Sunday, August 20, 2017

NLD to scrutinise special economic zones

As speculation mounts over whether the new government will back Myanmar’s divisive special economic zones, a National League for Democracy spokesperson says in theory such projects are good for the economy and will continue to receive support.

A worker rides a motorbike at the Dawei special economic zone construction site. Photo: Aung Myin Ye Zaw / The Myanmar TimesA worker rides a motorbike at the Dawei special economic zone construction site. Photo: Aung Myin Ye Zaw / The Myanmar Times

However, the party will need to scrutinise details before deciding whether or not individual projects have a future, said U Han Thar Myint, a member of the NLD economic committee.

Of the three SEZs conceived by Myanmar’s outgoing administration, two have stalled amid much controversy. Managed well, special economic zones can benefit an economy, allowing innovative policies to be tested in a controlled area and boosting investment.

Over the past few years, despite the hype surrounding all three projects, only Japanese-backed Thilawa SEZ near to Yangon has made any real progress. The other two zones – Thai-funded Dawei SEZ in Tanintharyi Region and Chinese-backed Kyaukphyu SEZ in Rakhine State – have been delayed for a number of reasons including local opposition and a lack of funding.
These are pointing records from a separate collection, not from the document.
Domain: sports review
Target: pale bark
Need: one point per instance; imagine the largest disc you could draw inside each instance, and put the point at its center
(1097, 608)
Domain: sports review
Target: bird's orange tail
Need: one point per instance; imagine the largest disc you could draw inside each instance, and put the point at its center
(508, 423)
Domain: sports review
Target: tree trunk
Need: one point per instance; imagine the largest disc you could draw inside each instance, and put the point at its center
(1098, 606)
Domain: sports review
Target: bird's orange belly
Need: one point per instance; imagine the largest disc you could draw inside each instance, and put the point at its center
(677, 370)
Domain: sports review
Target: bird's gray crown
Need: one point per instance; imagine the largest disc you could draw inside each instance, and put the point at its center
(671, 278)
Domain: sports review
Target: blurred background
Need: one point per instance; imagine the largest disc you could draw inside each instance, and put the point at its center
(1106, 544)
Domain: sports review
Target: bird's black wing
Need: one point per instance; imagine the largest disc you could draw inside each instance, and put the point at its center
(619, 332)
U Han Thar Myint of the NLD’s economic committee said it is too early to take a stance on their future.

It is clear that the project in Thilawa has been a success, he said, but the NLD does not yet have detailed information about the zones in Dawei and Kyaukphyu, as the relevant ministries have not handed over project documents.

“Until we have the details and figures about the SEZs under development we cannot form a plan,” he told The Myanmar Times. “But there are many examples of successful special economic zones in other countries that prove they can be very useful for Myanmar.”

The NLD will need to study commitments made by the former government to investors, and speak with the relevant state and regional governments and local residents, before deciding whether the projects in Dawei and Kyaukphyu should continue, he said, adding that a balanced and informed choice will be made.

Ko Zaw Aung, a freelance social researcher, said that civil society groups have opposed the projects because of their negative effect on local residents, adding that local people should be treated fairly and supported by the government. More equitable policies and laws could improve public sentiment about the zones, he added. “The new government has been highly recommended by the people, so its policies and laws will be better than those set by the old government. I am optimistic, and hoping to see many good things.”

Ichiro Maruyama, minister-counsellor at the Japanese embassy, said Thilawa could be used as an example for developing the other two zones. Thilawa’s proximity to Yangon meant it was a priority, he said, adding that Japan is now in discussions to help fund the project in Dawei.

Dawei SEZ was originally designed to be one-quarter the size of Singapore, creating hundreds of thousands of jobs and generating up to 5 percent of Myanmar’s GDP. However, approvals and funding have proved challenging, as has winning local support.

Work began on the initial phase last year, almost a decade after the original MoU was signed. U Han Sein, the chair of Dawei SEZ Management Committee, said he hoped the new government would allow the project to continue. “This is our first experience of a new government, but we believe it will support projects started by the old government. SEZs help countries to develop, and should be built regardless of who is in power,” he said.

The zone in Kyaukphyu will be developed by China’s CITIC. U Aung Kyaw Than, joint secretary of the Kyaukphyu SEZ tender evaluation committee, said he believes the project will continue, as new parliamentarians have a responsibility to uphold commitments made by the former government.

However, a report published by BMI Research last week said its development will be disrupted by security risks. “Looming ... risks stemming from ongoing ethno-religious tensions, environmental concerns and opposition to Chinese investment, will plague the construction of the SEZ and threaten its future success,” the report said.

“While CITIC has made promises about how the SEZ will benefit the local community … past Chinese investment projects have shown that Chinese companies prefer to bring their own workers and their projects may not bring significant benefits for local communities.”